Если спишь под открытым небом, ночь не кажется столь темной…
Кто мы? Спроси у зари, спроси у волны, у бури, спроси у ветра, спроси у неба, спроси у земли — у земли страданий и у земли любви — кто мы?
Мы — Земля.
Бабочка, которая не хотела улетать
Голос в трубке был старческий и дребезжащий. Совсем выцветший, выветренный временем голос:
— Господин… Не знаю, как вас называть…
— Можете и не называть. Говорите, — приохочивал я.
— Вы пишете, правда?
— Пишу немного.
— А я рисую. Всю жизнь рисую. Что-то получается, что-то не очень. Не буду хвастать, пусть люди скажут. Для этого у них есть глаза. Мы, художники, разговариваем красками… — его слова, как и голос, тоже были бесцветными. Слова художника. — Я вас узнал по фотографии в книжке… Вы там совсем другой на вид, но главное в чертах осталось. То, что художники сразу выхватывают в лицах, за что цепляются глазом. Понимаете?
— Понимаю, — согласился я, хотя на самом деле не понимал, о чем речь.
— Нет, вас я не рисовал… Но я рисовал старика. Того деда, что был тогда с вами. Там, на горе, под развесистым ореховым деревом. Вы варили из яблок сироп.
— Мед. Яблочный мед.
— Возможно. Не знаю. Да я не о том. Про этого старика… Кто он был?
— Кто? Я до сих пор этого не знаю.
— Как?! Вы же пишете о нем.
— Пишу, чтобы понять. Но так окончательно и не постиг, кем он был.

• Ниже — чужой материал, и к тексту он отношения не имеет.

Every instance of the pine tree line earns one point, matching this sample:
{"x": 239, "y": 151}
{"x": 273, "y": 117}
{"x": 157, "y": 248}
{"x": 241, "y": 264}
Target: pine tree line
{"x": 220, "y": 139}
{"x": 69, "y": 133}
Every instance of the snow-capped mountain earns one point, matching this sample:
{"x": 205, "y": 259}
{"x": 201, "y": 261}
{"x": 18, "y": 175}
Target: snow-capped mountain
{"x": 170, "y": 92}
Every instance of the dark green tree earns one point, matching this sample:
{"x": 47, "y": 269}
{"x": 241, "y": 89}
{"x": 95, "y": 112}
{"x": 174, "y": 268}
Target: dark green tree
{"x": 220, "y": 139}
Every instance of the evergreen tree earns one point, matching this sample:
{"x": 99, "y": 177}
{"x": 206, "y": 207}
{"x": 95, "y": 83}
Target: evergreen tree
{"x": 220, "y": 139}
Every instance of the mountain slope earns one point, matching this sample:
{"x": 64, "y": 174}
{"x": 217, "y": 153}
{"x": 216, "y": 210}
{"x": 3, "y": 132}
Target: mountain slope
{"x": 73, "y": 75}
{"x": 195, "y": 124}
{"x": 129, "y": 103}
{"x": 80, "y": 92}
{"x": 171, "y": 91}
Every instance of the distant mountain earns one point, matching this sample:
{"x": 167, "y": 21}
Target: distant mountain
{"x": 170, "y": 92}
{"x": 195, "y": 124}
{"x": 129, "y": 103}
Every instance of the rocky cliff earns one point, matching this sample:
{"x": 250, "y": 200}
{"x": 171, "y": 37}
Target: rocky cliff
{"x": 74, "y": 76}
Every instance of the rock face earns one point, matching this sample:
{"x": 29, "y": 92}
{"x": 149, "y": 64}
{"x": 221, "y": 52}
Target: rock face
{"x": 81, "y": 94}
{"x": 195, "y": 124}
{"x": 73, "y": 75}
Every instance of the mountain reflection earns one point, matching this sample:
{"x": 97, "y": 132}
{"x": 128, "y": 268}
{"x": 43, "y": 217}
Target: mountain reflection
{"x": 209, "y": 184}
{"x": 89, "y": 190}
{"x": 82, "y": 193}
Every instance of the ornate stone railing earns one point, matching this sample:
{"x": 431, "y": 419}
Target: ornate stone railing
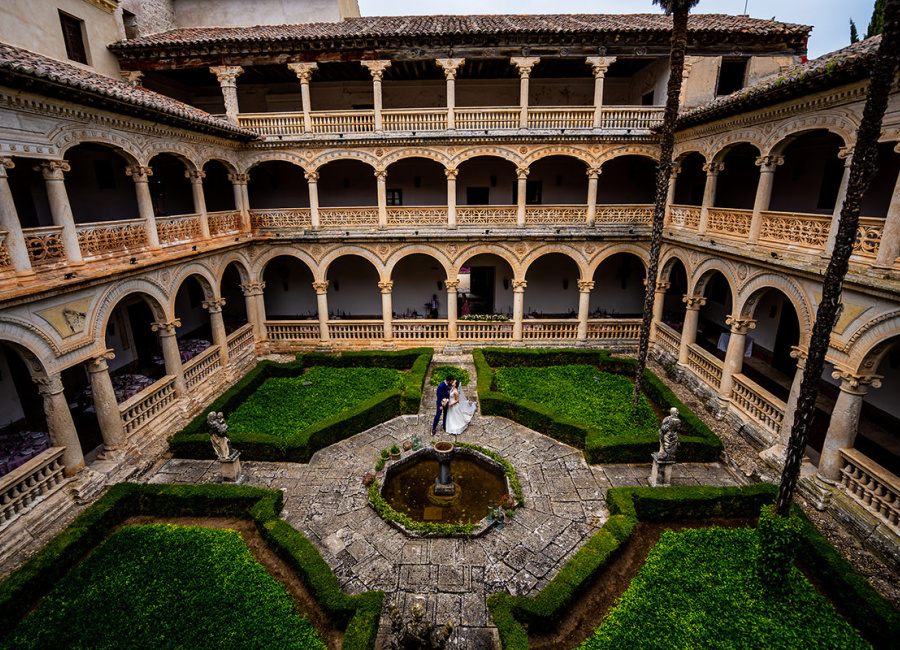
{"x": 758, "y": 404}
{"x": 348, "y": 217}
{"x": 614, "y": 328}
{"x": 111, "y": 237}
{"x": 178, "y": 228}
{"x": 684, "y": 216}
{"x": 224, "y": 222}
{"x": 872, "y": 486}
{"x": 26, "y": 484}
{"x": 705, "y": 365}
{"x": 281, "y": 218}
{"x": 150, "y": 402}
{"x": 668, "y": 339}
{"x": 292, "y": 330}
{"x": 45, "y": 245}
{"x": 202, "y": 367}
{"x": 240, "y": 341}
{"x": 419, "y": 329}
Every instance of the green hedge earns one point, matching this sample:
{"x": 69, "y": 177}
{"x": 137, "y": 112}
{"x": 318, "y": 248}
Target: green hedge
{"x": 862, "y": 605}
{"x": 698, "y": 443}
{"x": 193, "y": 440}
{"x": 358, "y": 615}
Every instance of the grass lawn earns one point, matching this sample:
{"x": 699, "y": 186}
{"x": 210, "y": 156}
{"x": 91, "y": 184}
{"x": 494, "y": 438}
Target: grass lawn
{"x": 167, "y": 586}
{"x": 699, "y": 589}
{"x": 284, "y": 407}
{"x": 576, "y": 394}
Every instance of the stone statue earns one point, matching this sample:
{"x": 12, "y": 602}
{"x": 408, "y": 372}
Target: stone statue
{"x": 218, "y": 435}
{"x": 668, "y": 436}
{"x": 417, "y": 634}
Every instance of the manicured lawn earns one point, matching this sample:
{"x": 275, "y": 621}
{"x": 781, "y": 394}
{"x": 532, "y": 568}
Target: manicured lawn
{"x": 699, "y": 589}
{"x": 284, "y": 407}
{"x": 166, "y": 586}
{"x": 583, "y": 394}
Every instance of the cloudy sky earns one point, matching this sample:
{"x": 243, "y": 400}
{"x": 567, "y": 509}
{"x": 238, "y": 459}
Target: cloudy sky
{"x": 830, "y": 18}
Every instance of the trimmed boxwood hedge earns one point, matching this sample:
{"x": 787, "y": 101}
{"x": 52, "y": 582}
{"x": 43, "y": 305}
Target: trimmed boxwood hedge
{"x": 357, "y": 615}
{"x": 864, "y": 607}
{"x": 193, "y": 440}
{"x": 698, "y": 443}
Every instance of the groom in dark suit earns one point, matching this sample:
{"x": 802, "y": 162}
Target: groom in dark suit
{"x": 443, "y": 393}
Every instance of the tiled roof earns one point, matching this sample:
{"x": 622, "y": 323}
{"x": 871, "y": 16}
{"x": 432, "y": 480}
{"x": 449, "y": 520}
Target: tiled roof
{"x": 832, "y": 69}
{"x": 411, "y": 26}
{"x": 20, "y": 67}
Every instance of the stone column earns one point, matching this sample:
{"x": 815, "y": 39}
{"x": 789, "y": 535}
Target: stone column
{"x": 381, "y": 179}
{"x": 312, "y": 179}
{"x": 171, "y": 353}
{"x": 450, "y": 67}
{"x": 59, "y": 422}
{"x": 452, "y": 288}
{"x": 227, "y": 76}
{"x": 889, "y": 248}
{"x": 844, "y": 421}
{"x": 518, "y": 308}
{"x": 217, "y": 325}
{"x": 387, "y": 311}
{"x": 709, "y": 192}
{"x": 593, "y": 175}
{"x": 322, "y": 302}
{"x": 9, "y": 221}
{"x": 689, "y": 330}
{"x": 734, "y": 356}
{"x": 524, "y": 65}
{"x": 845, "y": 154}
{"x": 60, "y": 209}
{"x": 304, "y": 72}
{"x": 141, "y": 177}
{"x": 599, "y": 64}
{"x": 196, "y": 177}
{"x": 105, "y": 404}
{"x": 522, "y": 190}
{"x": 376, "y": 69}
{"x": 767, "y": 166}
{"x": 584, "y": 307}
{"x": 451, "y": 196}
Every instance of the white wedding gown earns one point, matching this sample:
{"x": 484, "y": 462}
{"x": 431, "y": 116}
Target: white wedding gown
{"x": 460, "y": 414}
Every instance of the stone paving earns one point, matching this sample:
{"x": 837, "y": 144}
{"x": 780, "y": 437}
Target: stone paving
{"x": 564, "y": 505}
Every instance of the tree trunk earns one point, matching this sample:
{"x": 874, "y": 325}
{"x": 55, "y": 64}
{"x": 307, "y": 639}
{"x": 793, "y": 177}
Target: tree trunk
{"x": 663, "y": 174}
{"x": 862, "y": 169}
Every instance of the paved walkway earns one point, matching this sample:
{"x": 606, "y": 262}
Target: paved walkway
{"x": 564, "y": 505}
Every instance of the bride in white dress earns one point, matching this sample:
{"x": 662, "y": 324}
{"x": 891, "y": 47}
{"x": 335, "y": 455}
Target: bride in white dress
{"x": 460, "y": 410}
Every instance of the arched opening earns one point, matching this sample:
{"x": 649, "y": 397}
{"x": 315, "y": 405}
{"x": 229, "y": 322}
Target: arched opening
{"x": 552, "y": 287}
{"x": 691, "y": 180}
{"x": 23, "y": 426}
{"x": 289, "y": 294}
{"x": 218, "y": 192}
{"x": 560, "y": 180}
{"x": 347, "y": 183}
{"x": 353, "y": 288}
{"x": 277, "y": 184}
{"x": 736, "y": 184}
{"x": 418, "y": 279}
{"x": 627, "y": 180}
{"x": 618, "y": 287}
{"x": 485, "y": 285}
{"x": 810, "y": 178}
{"x": 170, "y": 189}
{"x": 416, "y": 181}
{"x": 487, "y": 180}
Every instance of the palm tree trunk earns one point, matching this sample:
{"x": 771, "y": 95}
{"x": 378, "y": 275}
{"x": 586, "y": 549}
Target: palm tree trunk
{"x": 862, "y": 169}
{"x": 663, "y": 174}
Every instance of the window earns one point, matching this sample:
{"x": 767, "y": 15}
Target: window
{"x": 73, "y": 36}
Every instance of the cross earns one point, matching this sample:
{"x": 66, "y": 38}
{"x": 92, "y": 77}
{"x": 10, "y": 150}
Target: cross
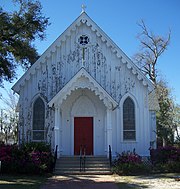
{"x": 83, "y": 8}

— Хм… Понимаю. Я тоже, чем больше живу, тем все меньше понимаю кое-какие вещи. И вообще, некоторые свои картины, которые все считают самыми лучшими, мне хочется завесить простыней, а простенькие этюдики в несколько мазков готов рассматривать часами. Пока глаза не начинают слезиться от напряжения… Знаете, тот портрет фактически был первым. До этого я занимался росписью, декором. А когда увидел этого человека, руки сами зачесались к работе. Настоящей работе… Я сидел и наблюдал. Видел, как он легко касался всего, как пером, как кистью. И проницательным взглядом, казалось, мог смягчить железо. Хотя внутри чувствовалась твердость. Перебывал как-то и в себе, и в пространстве одновременно. Это тяжело объяснить. Есть люди, которые что-то знают, а есть люди, которые знают что-то. Это что-то и ощущалось в нем. Оно и притягивало. Когда я настроил этюдник, на его руку опустилась бабочка. Красивая такая, яркая. Старик внимательно ее рассматривал. Бородой почти касался бабочки, но та не улетала. Долго не улетала. Пока дед слегка не подул на нее. Я успел набросать этюд, успел поймать этот дивный момент единения человека и божьей твари… Сейчас я готовлю выставку за границей. И там будет эта работа. Интересно, как бы вы ее назвали?
— Разве обязательно надо все как-то называть?
— Таков порядок. Так требуют учредители выставки, чтобы каждую работу можно было паспортизировать.
— Тогда, — сказал я, — так и назовите: "Бабочка, которая не хотела улетать".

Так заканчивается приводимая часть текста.